Sex or violence on tv?

COOLTURA,Tv 4 gennaio 2012 00:15

Venerdì 4 Novembre, in prima serata, sono andati in onda sui canali Cinema di Sky i primi due episodi della nuova fatica targata HBO: The game of thrones, trasposizione televisiva della fortunata serie omonima di romanzi fantasy.

Circa un anno fa veniva trasmetta in seconda serata, dalla FOX, The walking dead: storia on the road di un gruppo di sopravvissuti ad una invasione di zombie, a sua volta tratta dalla Graphic novel di Robert Kirkman e riconfermata quest’anno con un ottima seconda stagione.
Le due serie televisive condividono un uso spiccatamente realistico della violenza visiva, non per scioccare, ma come strumento per raccontare: i dubbi assillano i protagonisti ogni volta che si trovano di fronte al bivio esistenziale “uccidere o essere uccisi”, molti personaggi si fanno scrupoli prima di ricorrere ai rimedi più estremi nei confronti dei nemici e ogni perdita è compianta, lasciando spesso cicatrici profonde nell’animo dei sopravvissuti.

Emilia Clarke in una delle prime scene della serie

 

La differenza sostanziale tra questi due capolavori è che una delle due serie calca un po’ di più la mano sull’aspetto splatter/gore, come ci si aspetta da ogni storia popolata dai carismatici morti viventi, l’altra lo fa sul sesso, sia violento che affettuoso, e sulla gran quantità di nudi integrali.
Ovviamente in seconda serata è slittato lo spettacolo “solo” violento, mentre il sesso, i corpi delle attrici e le decapitazioni presenti in Game of thrones sono stati lasciati alla contemplazione di bambini che, oramai, non si possono più nemmeno definire innocenti a causa del trattamento riservato loro dai media.
In troppe occasioni infatti sono proposti, in fascia protetta e addirittura con bollino giallo o verde, film o spettacoli televisivi che alle volte meriterebbero di essere insigniti della targhetta V.M. 16 o 18. Penso ai varietà, che non vengono nemmeno lanciati se manca la starlette di turno in abiti succinti, a talent e reality show, in cui viene premiato continuamente il conetto di “bello/a e stupido/a”, ma anche alle più svariate pubblicità, dove il sesso vende qualunque tipo di prodotto, dalla torta della nonna, passando per automobili e profumi, ai giocattoli per ragazzine.
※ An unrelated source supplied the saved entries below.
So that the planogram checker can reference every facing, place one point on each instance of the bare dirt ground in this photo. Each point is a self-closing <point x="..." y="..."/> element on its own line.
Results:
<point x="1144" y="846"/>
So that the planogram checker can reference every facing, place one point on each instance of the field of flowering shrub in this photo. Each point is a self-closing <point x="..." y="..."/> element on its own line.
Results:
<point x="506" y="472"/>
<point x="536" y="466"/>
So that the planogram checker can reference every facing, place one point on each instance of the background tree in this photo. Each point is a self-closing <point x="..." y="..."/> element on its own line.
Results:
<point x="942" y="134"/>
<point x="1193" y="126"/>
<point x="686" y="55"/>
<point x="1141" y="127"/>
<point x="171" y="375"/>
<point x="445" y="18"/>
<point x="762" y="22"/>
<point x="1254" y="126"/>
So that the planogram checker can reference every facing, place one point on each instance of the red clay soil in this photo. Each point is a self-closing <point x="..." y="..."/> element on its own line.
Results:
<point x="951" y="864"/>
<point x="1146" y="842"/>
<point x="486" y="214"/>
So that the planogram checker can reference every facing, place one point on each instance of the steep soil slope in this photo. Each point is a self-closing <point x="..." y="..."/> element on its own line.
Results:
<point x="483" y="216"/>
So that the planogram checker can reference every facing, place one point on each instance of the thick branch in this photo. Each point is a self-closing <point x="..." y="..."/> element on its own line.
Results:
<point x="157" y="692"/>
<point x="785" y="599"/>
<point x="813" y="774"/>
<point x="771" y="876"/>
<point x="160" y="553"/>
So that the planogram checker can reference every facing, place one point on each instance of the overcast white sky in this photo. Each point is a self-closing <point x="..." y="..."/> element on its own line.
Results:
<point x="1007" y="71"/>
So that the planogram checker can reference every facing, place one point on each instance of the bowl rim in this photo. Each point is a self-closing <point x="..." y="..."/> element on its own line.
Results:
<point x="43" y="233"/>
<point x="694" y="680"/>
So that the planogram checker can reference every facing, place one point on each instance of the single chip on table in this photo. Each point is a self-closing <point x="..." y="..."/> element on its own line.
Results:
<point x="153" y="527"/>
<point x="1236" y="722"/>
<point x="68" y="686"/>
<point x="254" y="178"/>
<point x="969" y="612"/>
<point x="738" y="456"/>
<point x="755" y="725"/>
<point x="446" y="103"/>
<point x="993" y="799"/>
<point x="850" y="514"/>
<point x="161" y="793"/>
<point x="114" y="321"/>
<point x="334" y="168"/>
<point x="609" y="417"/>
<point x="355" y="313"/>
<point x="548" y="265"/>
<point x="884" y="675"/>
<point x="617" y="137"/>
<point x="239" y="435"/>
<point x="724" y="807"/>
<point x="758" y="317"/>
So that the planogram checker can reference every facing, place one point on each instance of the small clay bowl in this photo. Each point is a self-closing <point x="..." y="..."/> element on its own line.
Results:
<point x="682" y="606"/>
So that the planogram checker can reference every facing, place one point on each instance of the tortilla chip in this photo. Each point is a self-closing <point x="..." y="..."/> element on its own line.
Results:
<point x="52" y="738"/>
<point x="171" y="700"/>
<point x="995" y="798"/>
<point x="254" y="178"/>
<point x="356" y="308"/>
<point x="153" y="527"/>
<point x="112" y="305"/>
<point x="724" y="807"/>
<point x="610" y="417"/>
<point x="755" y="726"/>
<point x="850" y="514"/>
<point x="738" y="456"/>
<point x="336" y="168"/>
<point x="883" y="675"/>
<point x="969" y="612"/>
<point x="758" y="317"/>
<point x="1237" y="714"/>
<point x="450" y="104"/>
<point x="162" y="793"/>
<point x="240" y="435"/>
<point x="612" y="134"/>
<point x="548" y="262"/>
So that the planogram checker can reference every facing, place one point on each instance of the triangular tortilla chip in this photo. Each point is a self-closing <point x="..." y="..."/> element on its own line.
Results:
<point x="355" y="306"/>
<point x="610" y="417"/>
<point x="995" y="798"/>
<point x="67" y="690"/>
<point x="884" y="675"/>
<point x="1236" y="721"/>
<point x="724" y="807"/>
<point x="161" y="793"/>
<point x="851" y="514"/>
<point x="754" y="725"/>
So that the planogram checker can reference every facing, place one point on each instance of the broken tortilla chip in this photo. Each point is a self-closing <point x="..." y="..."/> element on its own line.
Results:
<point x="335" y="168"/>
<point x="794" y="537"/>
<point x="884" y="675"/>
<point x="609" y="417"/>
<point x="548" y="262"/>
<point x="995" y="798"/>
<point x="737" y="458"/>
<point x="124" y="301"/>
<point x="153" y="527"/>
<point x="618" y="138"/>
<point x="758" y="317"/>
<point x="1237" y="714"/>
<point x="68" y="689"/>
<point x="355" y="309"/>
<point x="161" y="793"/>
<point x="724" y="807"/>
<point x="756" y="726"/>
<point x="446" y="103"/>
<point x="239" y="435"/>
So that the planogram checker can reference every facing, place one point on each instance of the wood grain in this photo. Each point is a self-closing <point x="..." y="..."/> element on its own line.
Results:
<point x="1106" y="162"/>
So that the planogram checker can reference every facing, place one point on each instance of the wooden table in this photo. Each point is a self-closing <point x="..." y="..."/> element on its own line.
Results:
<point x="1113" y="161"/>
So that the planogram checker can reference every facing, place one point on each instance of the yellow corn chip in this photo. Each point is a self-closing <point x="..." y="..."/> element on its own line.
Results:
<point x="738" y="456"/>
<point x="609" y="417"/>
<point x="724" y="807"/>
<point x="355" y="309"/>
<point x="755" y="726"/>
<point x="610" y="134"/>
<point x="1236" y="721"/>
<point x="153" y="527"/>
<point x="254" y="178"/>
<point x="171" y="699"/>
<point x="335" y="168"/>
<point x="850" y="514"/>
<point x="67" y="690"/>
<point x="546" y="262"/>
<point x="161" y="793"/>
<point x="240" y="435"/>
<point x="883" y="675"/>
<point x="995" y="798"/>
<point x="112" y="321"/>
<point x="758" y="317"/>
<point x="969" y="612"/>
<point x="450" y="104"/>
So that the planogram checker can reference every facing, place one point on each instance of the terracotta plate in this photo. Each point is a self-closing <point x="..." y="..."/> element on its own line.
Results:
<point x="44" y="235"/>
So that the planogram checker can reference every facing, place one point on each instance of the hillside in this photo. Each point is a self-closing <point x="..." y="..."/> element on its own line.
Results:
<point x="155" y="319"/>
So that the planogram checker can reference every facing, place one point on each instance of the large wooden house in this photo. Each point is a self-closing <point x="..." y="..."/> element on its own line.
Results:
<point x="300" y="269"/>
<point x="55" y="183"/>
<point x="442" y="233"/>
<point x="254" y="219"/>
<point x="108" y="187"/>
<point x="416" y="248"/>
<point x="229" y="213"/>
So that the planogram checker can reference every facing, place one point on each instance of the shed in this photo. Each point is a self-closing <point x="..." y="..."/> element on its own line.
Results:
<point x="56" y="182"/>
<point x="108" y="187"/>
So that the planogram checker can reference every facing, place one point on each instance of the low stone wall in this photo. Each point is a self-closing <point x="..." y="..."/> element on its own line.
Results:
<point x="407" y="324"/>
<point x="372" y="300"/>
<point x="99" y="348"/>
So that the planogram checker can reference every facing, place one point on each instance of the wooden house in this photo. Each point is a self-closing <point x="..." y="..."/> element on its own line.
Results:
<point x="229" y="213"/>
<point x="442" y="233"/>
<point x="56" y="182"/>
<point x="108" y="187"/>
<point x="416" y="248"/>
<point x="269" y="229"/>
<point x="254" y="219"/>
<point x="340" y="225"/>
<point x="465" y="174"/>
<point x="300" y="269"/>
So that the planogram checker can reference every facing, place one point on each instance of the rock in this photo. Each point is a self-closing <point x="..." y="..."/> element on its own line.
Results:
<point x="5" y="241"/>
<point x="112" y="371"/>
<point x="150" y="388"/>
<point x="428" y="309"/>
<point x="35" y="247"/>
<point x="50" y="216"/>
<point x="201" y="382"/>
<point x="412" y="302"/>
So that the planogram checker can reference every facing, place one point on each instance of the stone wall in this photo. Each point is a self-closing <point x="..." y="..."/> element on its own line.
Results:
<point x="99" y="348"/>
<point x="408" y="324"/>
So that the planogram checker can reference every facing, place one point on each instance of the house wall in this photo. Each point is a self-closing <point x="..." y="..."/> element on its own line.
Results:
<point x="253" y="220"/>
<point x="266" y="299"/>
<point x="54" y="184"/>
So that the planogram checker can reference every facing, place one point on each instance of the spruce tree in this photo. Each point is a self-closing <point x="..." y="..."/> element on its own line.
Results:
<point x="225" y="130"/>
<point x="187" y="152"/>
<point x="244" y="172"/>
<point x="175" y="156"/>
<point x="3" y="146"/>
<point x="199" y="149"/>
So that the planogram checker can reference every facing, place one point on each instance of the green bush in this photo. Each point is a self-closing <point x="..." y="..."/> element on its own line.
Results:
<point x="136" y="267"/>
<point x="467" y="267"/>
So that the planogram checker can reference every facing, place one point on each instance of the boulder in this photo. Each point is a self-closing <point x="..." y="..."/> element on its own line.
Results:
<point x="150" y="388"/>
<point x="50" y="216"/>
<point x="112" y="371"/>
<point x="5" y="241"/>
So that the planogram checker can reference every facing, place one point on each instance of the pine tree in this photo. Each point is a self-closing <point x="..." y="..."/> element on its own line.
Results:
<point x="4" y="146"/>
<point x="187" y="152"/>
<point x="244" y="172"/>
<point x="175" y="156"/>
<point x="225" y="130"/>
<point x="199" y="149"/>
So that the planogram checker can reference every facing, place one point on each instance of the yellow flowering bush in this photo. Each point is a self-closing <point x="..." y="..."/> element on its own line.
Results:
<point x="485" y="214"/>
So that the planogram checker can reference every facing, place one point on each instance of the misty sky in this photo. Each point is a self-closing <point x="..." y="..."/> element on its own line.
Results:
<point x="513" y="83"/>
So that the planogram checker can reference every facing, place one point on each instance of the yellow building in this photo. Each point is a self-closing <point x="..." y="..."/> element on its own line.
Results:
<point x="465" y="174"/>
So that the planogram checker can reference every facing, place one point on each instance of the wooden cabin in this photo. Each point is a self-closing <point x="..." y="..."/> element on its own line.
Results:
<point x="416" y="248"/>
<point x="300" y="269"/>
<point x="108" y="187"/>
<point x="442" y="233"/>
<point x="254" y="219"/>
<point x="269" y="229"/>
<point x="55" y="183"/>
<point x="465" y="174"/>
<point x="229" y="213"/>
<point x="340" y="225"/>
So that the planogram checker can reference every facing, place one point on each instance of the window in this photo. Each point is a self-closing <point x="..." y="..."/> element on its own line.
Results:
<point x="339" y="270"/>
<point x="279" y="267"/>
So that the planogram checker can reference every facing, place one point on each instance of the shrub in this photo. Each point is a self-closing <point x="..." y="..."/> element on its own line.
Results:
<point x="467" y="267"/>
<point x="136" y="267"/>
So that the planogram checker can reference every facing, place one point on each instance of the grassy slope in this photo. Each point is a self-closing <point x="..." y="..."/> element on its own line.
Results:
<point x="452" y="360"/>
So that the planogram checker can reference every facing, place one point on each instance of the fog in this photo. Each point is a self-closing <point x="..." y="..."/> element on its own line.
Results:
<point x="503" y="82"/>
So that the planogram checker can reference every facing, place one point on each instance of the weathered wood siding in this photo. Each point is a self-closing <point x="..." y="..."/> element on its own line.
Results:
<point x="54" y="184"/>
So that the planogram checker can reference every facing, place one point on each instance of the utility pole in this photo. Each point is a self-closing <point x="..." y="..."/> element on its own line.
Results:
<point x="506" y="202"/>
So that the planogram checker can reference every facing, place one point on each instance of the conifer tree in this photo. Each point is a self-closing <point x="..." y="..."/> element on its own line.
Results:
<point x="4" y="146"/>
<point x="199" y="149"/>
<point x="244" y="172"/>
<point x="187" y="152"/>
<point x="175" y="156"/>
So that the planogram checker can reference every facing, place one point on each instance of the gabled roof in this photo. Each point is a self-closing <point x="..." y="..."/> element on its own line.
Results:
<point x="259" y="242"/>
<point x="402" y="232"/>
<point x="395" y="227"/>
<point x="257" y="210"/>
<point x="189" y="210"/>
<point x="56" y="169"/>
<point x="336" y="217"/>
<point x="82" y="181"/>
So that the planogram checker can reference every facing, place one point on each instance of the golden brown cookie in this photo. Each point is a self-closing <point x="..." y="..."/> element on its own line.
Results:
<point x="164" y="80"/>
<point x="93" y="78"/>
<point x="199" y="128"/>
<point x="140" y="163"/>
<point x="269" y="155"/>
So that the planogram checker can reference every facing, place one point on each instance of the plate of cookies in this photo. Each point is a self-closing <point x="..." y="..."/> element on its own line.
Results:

Un esempio su tutti è La ruota della fortuna: spettacolo di cultura generale, seguitissimo ai tempi di Mike Buongiorno, e grottesca pantomima soft porno nella revisione presentata da Enrico Papi.

Questa ipocrisia diffusa colpisce anche in altri contesti spesso ignorati, cosa che vale per film e serie tv che trattano argomenti legati alla comunità LGBT, ritenuti ingiustamente indecenti e immorali; la censura operata dalla RAI nei confronti di Brockback mountain qualche anno fa ne è la riprova.

Questa regressione culturale l’abbiamo vissuta sulla nostra pelle, ma a pagarne il prezzo saranno le nuove generazioni, bombardate da violenza e sesso al punto tale da non vivere più alcune fasi della crescita indispensabili allo sviluppo di un essere umano equilibrato e dal pensiero autonomo.